1 Introduction

Fig. 1.
figure 1

Vessel re-identification is about finding the query vessel in the existing database images. In this example, the blue box in the top image represents the query image. The red box in the upper-right database image indicates the same vessel re-identified at a clearly different location. (Color figure online)

Camera-based maritime surveillance systems monitor harbors and waterways to increase the safety and security against unknown pathless watercrafts, prevent out-of-region fishery, manage urban transportation, and control the cargo flow. Recently, vessel-behavior analysis is also an expected function for such systems, since this ability can drastically improve the efficiency of an automated surveillance system. To this end, keeping track of vessels over consecutive camera locations is of a vital importance. This requires a reliable vessel re-identification approach, which aims at the successful detection of the identity of a specific vessel at different camera locations. This concept is visualized in Fig. 1 with image samples captured by different cameras.

The outdoor maritime environment poses considerable challenges to camera-based surveillance systems by precipitation, sunshine reflection, fog, water waves, etc. In addition to these typical problems, a vessel re-identification method has to overcome its task-specific challenges. For instance, surveillance cameras at different locations often capture vessels from varying viewpoints. Since vessels are large objects, their appearances (including color, shape, hull textures, etc.) can be entirely different from alternative viewpoints. Moreover, vessels captured at different camera locations are surrounded by diverse types of backgrounds.

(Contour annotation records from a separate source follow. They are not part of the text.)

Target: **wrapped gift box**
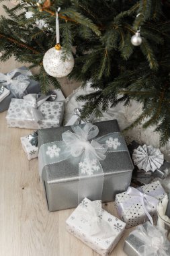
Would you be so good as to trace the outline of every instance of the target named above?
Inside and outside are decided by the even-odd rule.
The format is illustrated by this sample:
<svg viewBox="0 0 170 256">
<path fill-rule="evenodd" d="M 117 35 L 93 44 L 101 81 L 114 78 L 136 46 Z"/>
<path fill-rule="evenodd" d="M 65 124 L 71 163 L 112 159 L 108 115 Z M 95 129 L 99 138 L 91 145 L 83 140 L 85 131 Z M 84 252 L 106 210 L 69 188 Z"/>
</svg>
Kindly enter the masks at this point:
<svg viewBox="0 0 170 256">
<path fill-rule="evenodd" d="M 19 69 L 21 69 L 22 72 L 24 71 L 28 72 L 28 69 L 26 67 L 19 67 Z M 31 71 L 29 71 L 29 73 L 30 73 L 30 75 L 32 75 Z M 19 71 L 16 72 L 16 73 L 13 76 L 13 78 L 15 79 L 16 77 L 17 77 L 19 75 L 21 75 L 21 73 L 19 73 Z M 24 95 L 28 94 L 37 94 L 40 92 L 40 86 L 39 85 L 38 82 L 30 78 L 28 79 L 28 81 L 30 83 L 26 90 L 25 90 L 25 92 L 24 92 L 22 95 L 19 96 L 19 98 L 21 98 L 23 97 Z M 2 83 L 2 85 L 3 85 L 3 83 Z M 18 83 L 18 88 L 19 88 L 19 83 Z M 8 89 L 8 86 L 7 87 L 7 89 Z M 3 100 L 0 102 L 0 113 L 3 112 L 8 109 L 12 98 L 15 98 L 15 97 L 12 93 L 12 92 L 11 92 L 9 95 L 5 97 L 3 99 Z"/>
<path fill-rule="evenodd" d="M 132 231 L 125 240 L 124 251 L 128 256 L 169 256 L 170 242 L 166 230 L 147 222 Z"/>
<path fill-rule="evenodd" d="M 166 195 L 159 181 L 140 187 L 137 189 L 141 190 L 144 194 L 156 198 L 158 201 Z M 118 213 L 121 219 L 126 223 L 126 228 L 139 225 L 148 220 L 142 206 L 141 197 L 135 195 L 134 193 L 135 192 L 130 195 L 128 194 L 126 191 L 116 196 L 115 203 Z M 151 198 L 146 198 L 146 201 L 150 199 Z M 144 201 L 144 203 L 146 203 Z M 148 201 L 148 205 L 146 206 L 146 209 L 152 216 L 153 222 L 155 222 L 157 220 L 157 204 L 151 203 L 151 201 Z"/>
<path fill-rule="evenodd" d="M 3 89 L 3 92 L 0 94 L 0 102 L 1 102 L 9 94 L 10 94 L 9 90 L 7 90 L 4 87 Z"/>
<path fill-rule="evenodd" d="M 56 95 L 56 98 L 54 101 L 62 101 L 63 102 L 65 102 L 65 97 L 64 96 L 61 90 L 55 89 L 53 90 L 53 92 Z"/>
<path fill-rule="evenodd" d="M 111 120 L 94 123 L 99 129 L 98 135 L 94 138 L 105 136 L 108 133 L 119 133 L 119 126 L 116 120 Z M 80 125 L 83 127 L 85 125 Z M 38 133 L 39 148 L 43 144 L 56 141 L 62 141 L 62 134 L 67 131 L 71 131 L 71 127 L 65 126 L 48 129 L 42 129 Z M 121 136 L 121 146 L 122 151 L 118 150 L 106 153 L 105 160 L 100 164 L 103 170 L 103 185 L 100 193 L 102 193 L 102 201 L 113 201 L 118 193 L 125 191 L 130 185 L 133 164 L 127 149 L 126 142 Z M 39 151 L 40 156 L 40 151 Z M 42 162 L 39 158 L 39 165 Z M 46 164 L 42 170 L 42 179 L 44 186 L 44 191 L 47 204 L 50 212 L 75 207 L 78 205 L 79 193 L 79 163 L 80 158 L 70 157 L 59 162 L 53 162 Z M 91 178 L 91 181 L 97 181 L 100 175 L 95 174 Z M 87 183 L 83 197 L 88 197 L 91 200 L 101 199 L 101 196 L 97 194 L 93 186 Z"/>
<path fill-rule="evenodd" d="M 104 210 L 100 211 L 99 203 L 85 198 L 67 220 L 67 230 L 100 255 L 107 256 L 122 236 L 126 224 Z"/>
<path fill-rule="evenodd" d="M 44 119 L 38 123 L 33 117 L 27 117 L 26 110 L 31 107 L 30 102 L 22 99 L 11 99 L 6 116 L 9 127 L 19 127 L 38 129 L 57 127 L 61 125 L 64 113 L 64 103 L 62 102 L 44 102 L 38 107 Z"/>
<path fill-rule="evenodd" d="M 21 137 L 22 146 L 28 160 L 36 158 L 38 156 L 38 147 L 31 143 L 32 139 L 32 137 L 30 134 Z"/>
</svg>

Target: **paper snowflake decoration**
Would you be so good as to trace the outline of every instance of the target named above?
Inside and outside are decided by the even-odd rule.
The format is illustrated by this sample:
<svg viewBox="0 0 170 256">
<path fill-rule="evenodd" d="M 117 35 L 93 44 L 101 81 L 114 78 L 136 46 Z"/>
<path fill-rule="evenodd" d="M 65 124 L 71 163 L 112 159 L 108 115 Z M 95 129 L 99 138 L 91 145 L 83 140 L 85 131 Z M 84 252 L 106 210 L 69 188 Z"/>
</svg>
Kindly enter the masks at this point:
<svg viewBox="0 0 170 256">
<path fill-rule="evenodd" d="M 50 156 L 50 158 L 53 158 L 54 156 L 59 156 L 59 152 L 60 152 L 60 148 L 58 148 L 56 145 L 53 145 L 52 146 L 48 146 L 47 148 L 46 154 Z"/>
<path fill-rule="evenodd" d="M 79 163 L 80 171 L 81 173 L 92 175 L 95 171 L 98 171 L 100 169 L 97 164 L 97 160 L 93 159 L 85 159 L 83 162 Z"/>
<path fill-rule="evenodd" d="M 112 137 L 107 139 L 105 142 L 109 148 L 113 148 L 114 150 L 117 150 L 118 147 L 121 145 L 118 138 L 113 139 Z"/>
</svg>

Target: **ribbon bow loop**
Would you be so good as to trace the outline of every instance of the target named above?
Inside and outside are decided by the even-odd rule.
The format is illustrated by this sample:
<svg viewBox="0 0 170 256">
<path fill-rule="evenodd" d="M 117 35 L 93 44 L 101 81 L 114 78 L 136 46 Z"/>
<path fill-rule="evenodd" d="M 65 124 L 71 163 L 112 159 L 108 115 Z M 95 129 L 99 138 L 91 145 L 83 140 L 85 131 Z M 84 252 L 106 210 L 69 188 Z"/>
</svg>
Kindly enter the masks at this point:
<svg viewBox="0 0 170 256">
<path fill-rule="evenodd" d="M 67 145 L 67 150 L 74 157 L 80 156 L 83 153 L 85 159 L 104 160 L 104 154 L 108 150 L 95 140 L 90 143 L 89 139 L 94 138 L 99 132 L 98 127 L 91 123 L 87 123 L 83 128 L 79 126 L 73 126 L 73 130 L 66 131 L 62 134 L 62 140 Z"/>
<path fill-rule="evenodd" d="M 24 110 L 26 116 L 28 118 L 33 117 L 36 123 L 43 119 L 44 116 L 38 108 L 50 97 L 50 95 L 47 96 L 42 95 L 39 98 L 38 98 L 38 95 L 36 94 L 30 94 L 24 96 L 24 99 L 31 103 L 31 105 L 28 106 L 26 110 Z"/>
<path fill-rule="evenodd" d="M 136 189 L 134 187 L 129 187 L 127 190 L 127 194 L 138 197 L 139 201 L 141 202 L 146 215 L 147 216 L 152 225 L 153 225 L 153 218 L 149 214 L 147 207 L 150 205 L 157 205 L 159 202 L 158 199 L 155 197 L 152 197 L 151 195 L 145 194 L 140 187 Z"/>
<path fill-rule="evenodd" d="M 138 226 L 131 234 L 143 244 L 138 248 L 140 255 L 168 256 L 169 242 L 167 239 L 165 230 L 153 226 L 147 222 L 144 226 Z"/>
<path fill-rule="evenodd" d="M 19 74 L 15 77 L 17 73 Z M 15 69 L 6 75 L 0 73 L 0 83 L 9 90 L 14 97 L 22 98 L 30 84 L 29 76 L 32 73 L 29 70 Z"/>
</svg>

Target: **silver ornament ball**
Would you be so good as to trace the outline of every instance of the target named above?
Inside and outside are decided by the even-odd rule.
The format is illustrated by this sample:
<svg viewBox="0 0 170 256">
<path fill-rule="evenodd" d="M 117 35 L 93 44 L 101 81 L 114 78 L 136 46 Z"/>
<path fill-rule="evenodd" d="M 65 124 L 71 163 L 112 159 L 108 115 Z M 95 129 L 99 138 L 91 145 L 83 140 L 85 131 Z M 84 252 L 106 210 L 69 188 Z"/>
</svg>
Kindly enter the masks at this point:
<svg viewBox="0 0 170 256">
<path fill-rule="evenodd" d="M 136 32 L 134 36 L 131 38 L 131 42 L 135 46 L 138 46 L 142 44 L 142 39 L 140 36 L 140 33 Z"/>
<path fill-rule="evenodd" d="M 69 75 L 74 67 L 74 58 L 69 53 L 63 59 L 63 49 L 50 49 L 43 58 L 43 66 L 46 73 L 54 77 L 64 77 Z"/>
</svg>

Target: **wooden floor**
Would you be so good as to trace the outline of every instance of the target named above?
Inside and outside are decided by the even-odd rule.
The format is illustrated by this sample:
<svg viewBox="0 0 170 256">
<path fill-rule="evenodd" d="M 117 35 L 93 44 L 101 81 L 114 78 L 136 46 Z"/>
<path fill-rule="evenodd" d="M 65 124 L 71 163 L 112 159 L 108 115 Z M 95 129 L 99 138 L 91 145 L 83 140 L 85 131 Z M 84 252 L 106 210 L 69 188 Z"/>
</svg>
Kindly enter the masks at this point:
<svg viewBox="0 0 170 256">
<path fill-rule="evenodd" d="M 0 114 L 0 255 L 97 256 L 65 230 L 73 209 L 49 213 L 38 174 L 38 159 L 28 161 L 20 137 L 32 130 L 7 128 Z M 103 207 L 116 215 L 114 203 Z M 125 232 L 112 256 L 124 256 Z"/>
</svg>

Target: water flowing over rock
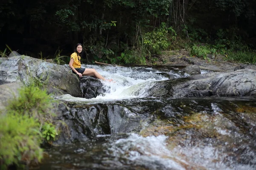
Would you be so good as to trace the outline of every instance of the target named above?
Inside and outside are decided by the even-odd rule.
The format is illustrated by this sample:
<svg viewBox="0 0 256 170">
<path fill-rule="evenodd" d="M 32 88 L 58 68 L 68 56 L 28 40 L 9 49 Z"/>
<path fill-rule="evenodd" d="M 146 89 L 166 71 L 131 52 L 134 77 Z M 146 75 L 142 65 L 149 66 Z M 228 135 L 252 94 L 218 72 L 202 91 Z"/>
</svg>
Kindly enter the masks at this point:
<svg viewBox="0 0 256 170">
<path fill-rule="evenodd" d="M 49 93 L 79 97 L 80 81 L 68 67 L 28 56 L 1 58 L 0 84 L 34 82 L 47 85 Z"/>
<path fill-rule="evenodd" d="M 149 90 L 147 96 L 188 97 L 256 95 L 256 71 L 254 70 L 210 73 L 204 76 L 194 76 L 191 79 L 189 79 L 156 82 Z"/>
<path fill-rule="evenodd" d="M 98 135 L 138 132 L 145 115 L 136 114 L 119 105 L 60 104 L 56 121 L 61 133 L 55 142 L 86 141 Z"/>
</svg>

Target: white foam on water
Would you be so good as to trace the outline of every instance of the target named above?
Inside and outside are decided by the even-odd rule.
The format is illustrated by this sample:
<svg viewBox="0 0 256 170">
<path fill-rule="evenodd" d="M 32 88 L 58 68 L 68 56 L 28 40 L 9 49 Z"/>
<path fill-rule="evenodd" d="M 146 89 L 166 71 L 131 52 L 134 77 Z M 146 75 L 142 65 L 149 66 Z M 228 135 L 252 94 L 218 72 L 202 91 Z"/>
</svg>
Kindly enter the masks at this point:
<svg viewBox="0 0 256 170">
<path fill-rule="evenodd" d="M 185 170 L 174 157 L 166 147 L 164 135 L 144 137 L 131 133 L 126 139 L 119 139 L 108 149 L 112 156 L 121 157 L 140 164 L 150 164 L 151 169 L 156 169 L 160 164 L 164 169 Z M 180 160 L 186 164 L 185 161 Z M 156 167 L 154 167 L 155 166 Z"/>
<path fill-rule="evenodd" d="M 109 101 L 116 99 L 142 98 L 146 94 L 154 82 L 165 80 L 169 78 L 161 75 L 163 73 L 152 68 L 125 67 L 113 66 L 102 66 L 96 65 L 82 65 L 82 67 L 95 68 L 100 74 L 108 79 L 112 79 L 114 82 L 101 81 L 106 92 L 103 95 L 87 99 L 64 95 L 57 98 L 68 101 L 98 102 Z M 166 74 L 173 76 L 175 78 L 183 76 L 173 71 Z"/>
</svg>

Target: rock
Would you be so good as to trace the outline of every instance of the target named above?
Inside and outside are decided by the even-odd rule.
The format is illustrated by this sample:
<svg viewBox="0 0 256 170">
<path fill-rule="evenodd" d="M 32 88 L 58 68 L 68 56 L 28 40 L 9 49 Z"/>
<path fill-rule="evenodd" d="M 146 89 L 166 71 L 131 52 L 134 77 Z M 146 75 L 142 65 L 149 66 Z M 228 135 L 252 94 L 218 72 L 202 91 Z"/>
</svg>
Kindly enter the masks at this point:
<svg viewBox="0 0 256 170">
<path fill-rule="evenodd" d="M 195 79 L 197 77 L 198 79 Z M 256 96 L 256 70 L 243 69 L 217 74 L 210 73 L 205 77 L 194 76 L 157 82 L 149 89 L 147 96 Z"/>
<path fill-rule="evenodd" d="M 251 69 L 256 70 L 256 65 L 250 64 L 241 64 L 240 65 L 236 67 L 234 69 L 234 71 L 244 69 Z"/>
<path fill-rule="evenodd" d="M 80 81 L 70 68 L 28 56 L 0 58 L 0 85 L 34 82 L 49 93 L 80 97 Z"/>
<path fill-rule="evenodd" d="M 10 54 L 9 54 L 9 56 L 8 56 L 8 57 L 12 57 L 14 56 L 20 56 L 21 55 L 17 51 L 13 51 L 11 52 L 11 53 L 10 53 Z"/>
<path fill-rule="evenodd" d="M 83 142 L 98 135 L 138 132 L 145 119 L 145 115 L 134 116 L 118 105 L 63 103 L 58 107 L 55 121 L 61 122 L 57 128 L 61 133 L 54 143 L 58 144 Z"/>
<path fill-rule="evenodd" d="M 182 71 L 191 75 L 200 74 L 201 71 L 199 65 L 189 65 L 184 68 Z"/>
<path fill-rule="evenodd" d="M 80 81 L 81 95 L 83 98 L 95 98 L 105 91 L 102 84 L 97 78 L 91 76 L 83 76 Z"/>
<path fill-rule="evenodd" d="M 0 85 L 0 110 L 3 110 L 8 105 L 8 101 L 18 96 L 18 90 L 23 85 L 19 82 L 12 82 Z"/>
</svg>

Furthermore, illumination changes caused by different weather conditions and daytimes also deteriorate the vessel re-identification performance.

To the best of our knowledge, an in-depth study on the vessel re-identification problem is virtually absent in literature. However, with the emergence of Convolutional Neural Networks (CNNs), the related field of pedestrian re-identification already presents methods with promising performance [1,2,3,4,5,6]. Since vessel re-identification is conceptually similar to pedestrian re-identification, this paper addresses the vessel re-identification problem by extending a triplet-based pedestrian re-identification approach to the maritime surveillance domain. However, unlike pedestrian re-identification, in a maritime environment vessels of the same model but different identity, may still have extremely similar appearance, which makes the vessel re-identification even more challenging. Figure 2 illustrates this problem by a few example vessel images.

In this paper, first, we attempt to solve vessel re-identification by introducing a new identity-oriented loss function for learning the vessel identity. Second, since there is no public dataset available for exploring the vessel re-identification problem, we provide our annotated vessel re-identification dataset, which was captured at various locations in several harbor cities and suburbs in the Netherlands (Amsterdam, Rotterdam), to open public access [7]. Third, this paper investigates the efficiency of high-performing human re-identification techniques for the vessel re-identification problem (e.g. data augmentation, a different number of training iterations, etc.). These experiments lead to a parameter-optimized re-identification of vessels.

The sequel of the paper is organized as follows. Section 2 provides an overview of the related work. Section 3 explains the proposed method. Section 4 presents the experimental results and validation. Section 5 concludes the paper.

Fig. 2.
figure 2

Illustration of four images of similar vessels, which belong to different vessel identities, although they are made by the same vessel manufacturing company and have the same model.

2 Related Work

As already mentioned, due to the absence of literature on vessel re-identification, we commence with addressing the widely investigated pedestrian re-identification from several research works.

Fig. 3.
figure 3

Architecture of three generic pedestrian re-identification models. The numbers in the circles at the output represent different identities, where N is the total number of person identities in the database. Additionally, NP and PP represent negative and positive pairs, respectively.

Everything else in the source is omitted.